Since we don't have hard carapaces naturally, anything we wear is either going to be 1) loose and flexible with minimal support 2) flexible but compressing soft tissue for some support 3) have a rigid carapace for full support, and still require some compression where it's strapped on.
A jock is basically a compression container to keep everything in place. Since it's under a lb of flesh to contain, and since it's already contained by thighs, a jock can be relatively over engineered without it becoming a huge mechanical contraption. For protection "cups" are given a semi-hard shell.
The female equivalent of a "cup" for support is actually the hard-shell cone bra.
Big brested women may have 10+ lbs of breast. With jogging or other physical activity, they're accelerated to 30+ lbs momentarily. That's a lot of mass to contain in a cup that is 1) stretchy to accommodate variation 2) machine washable for ease of use 3) durable 4) doesn't uncomfortably compress the chest 5) has a soft outer shell, which rules out superstructure for lateral/vertical support.
Since nobody wants a bra with a rigid superstructure, like a hard shell cone bra, or an exterior steel trellis on a bridge, making a bra that is supportive in the right places, and also malleable, without too much compression, is a pretty big challenge. It would probably need to have support ribs of a semi-hard plastic, at the least. And those might cause other discomforts.
And at the end of the day, even the perfect bra isn't going to completely ease the stress on connective tissue. No matter what you put outside the breast to support it, internally the breast is soft, and mass is still going to bounce internally, and have to be supported by internal connective tissue.
So it's really not this simple problem some imagine.
-
and the point of it all
And the point of it all:
Technical people, like mechanical engineering, physicists, etc. are the most qualified to actually make informed comments, and either make the super-bra, or explain why it's not possible. If that's a woman, all the better.
But the women complaing here haven't gone into any technical discussion nor do they seem inclined to whatsoever. Rather they just prefer to kvetch and complain it's "The Misogyny" to blame for everything.
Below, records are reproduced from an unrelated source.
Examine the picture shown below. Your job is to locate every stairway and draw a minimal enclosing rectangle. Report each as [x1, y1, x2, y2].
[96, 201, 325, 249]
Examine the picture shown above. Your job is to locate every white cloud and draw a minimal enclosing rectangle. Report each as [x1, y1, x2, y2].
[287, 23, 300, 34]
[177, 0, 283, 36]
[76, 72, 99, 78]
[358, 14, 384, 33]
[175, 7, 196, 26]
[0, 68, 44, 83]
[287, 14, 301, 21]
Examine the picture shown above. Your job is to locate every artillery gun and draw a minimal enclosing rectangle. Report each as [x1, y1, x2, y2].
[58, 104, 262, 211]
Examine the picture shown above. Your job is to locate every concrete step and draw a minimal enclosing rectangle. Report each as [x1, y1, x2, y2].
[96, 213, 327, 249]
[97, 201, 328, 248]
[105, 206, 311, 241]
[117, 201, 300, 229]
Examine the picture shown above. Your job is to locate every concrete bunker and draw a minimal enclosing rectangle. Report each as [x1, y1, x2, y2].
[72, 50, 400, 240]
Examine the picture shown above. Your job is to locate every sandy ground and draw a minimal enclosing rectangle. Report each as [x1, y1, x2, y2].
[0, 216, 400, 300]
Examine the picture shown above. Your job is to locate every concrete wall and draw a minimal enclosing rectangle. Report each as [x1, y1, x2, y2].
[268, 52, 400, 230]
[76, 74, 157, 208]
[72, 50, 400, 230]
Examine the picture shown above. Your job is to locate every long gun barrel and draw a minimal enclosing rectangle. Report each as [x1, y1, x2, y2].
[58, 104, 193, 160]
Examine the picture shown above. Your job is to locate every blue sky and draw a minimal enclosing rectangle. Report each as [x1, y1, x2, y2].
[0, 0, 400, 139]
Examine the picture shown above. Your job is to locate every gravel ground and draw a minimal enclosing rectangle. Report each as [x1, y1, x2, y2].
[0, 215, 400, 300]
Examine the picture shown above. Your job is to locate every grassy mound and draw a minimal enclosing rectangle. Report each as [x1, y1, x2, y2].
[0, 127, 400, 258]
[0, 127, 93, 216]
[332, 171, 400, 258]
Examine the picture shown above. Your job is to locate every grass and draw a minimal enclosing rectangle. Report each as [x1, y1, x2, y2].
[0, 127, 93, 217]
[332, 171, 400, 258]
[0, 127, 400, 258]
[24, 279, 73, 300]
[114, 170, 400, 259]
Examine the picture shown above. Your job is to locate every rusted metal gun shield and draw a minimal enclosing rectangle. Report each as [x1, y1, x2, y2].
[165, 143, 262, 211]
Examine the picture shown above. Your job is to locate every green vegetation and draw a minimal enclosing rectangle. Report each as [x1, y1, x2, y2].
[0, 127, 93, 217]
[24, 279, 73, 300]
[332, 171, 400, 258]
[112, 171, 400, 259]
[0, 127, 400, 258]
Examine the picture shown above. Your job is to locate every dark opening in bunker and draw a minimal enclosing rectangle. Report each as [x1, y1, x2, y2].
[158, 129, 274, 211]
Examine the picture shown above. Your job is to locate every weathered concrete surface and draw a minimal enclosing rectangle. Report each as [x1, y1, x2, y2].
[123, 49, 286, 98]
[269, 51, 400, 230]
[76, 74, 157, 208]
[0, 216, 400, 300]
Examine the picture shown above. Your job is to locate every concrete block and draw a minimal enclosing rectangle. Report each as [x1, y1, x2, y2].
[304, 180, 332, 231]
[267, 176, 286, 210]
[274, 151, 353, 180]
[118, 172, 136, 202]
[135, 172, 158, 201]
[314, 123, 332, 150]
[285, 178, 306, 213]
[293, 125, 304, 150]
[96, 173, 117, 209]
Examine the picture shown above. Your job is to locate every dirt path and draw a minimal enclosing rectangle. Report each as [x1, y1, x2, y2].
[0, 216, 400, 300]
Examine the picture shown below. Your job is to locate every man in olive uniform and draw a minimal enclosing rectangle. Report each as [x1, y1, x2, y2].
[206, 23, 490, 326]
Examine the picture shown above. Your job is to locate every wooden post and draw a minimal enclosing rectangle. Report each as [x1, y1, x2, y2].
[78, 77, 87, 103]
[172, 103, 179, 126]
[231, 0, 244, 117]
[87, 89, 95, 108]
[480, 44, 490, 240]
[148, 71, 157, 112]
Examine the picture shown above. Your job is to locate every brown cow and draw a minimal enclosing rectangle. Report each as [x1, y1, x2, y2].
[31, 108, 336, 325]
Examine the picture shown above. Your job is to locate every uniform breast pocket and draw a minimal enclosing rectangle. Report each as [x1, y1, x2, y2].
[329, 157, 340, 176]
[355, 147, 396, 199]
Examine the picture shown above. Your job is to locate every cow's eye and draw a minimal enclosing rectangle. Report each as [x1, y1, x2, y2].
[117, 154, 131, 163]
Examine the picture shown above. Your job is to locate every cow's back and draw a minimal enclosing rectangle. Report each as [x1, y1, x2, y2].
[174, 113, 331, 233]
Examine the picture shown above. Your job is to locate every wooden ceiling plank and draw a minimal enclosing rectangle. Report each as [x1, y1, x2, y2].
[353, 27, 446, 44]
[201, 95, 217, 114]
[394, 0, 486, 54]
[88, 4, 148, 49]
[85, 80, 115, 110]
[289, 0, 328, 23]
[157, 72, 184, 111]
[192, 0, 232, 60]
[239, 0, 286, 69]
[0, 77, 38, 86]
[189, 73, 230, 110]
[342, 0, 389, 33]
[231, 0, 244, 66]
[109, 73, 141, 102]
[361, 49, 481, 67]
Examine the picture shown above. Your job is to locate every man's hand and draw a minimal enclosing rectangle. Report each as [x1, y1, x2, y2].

And such ignorant whining is hardly empowerment or a good cultural value.
-
-- brightstar65
just keep adding non flexible materials among the flexible material in the bra cup. Machines can sew amazing hybrid materials now. Criss cross the materials across the nipple area to minimize sideways movement.
Not really.
What you're basically describing is a fabric with mono directional stretch, which is then crossed to provide additional directional support. That already exists and is basically what most sport bars do.
The problem is you're either 1) no different or better than current designs, 2) simply creating a semi-rigid cup, which then has fit problems and aesthetic problems ala "cone-tit" or 3) you're relying on compression again, which was the original complaint and also causes soreness.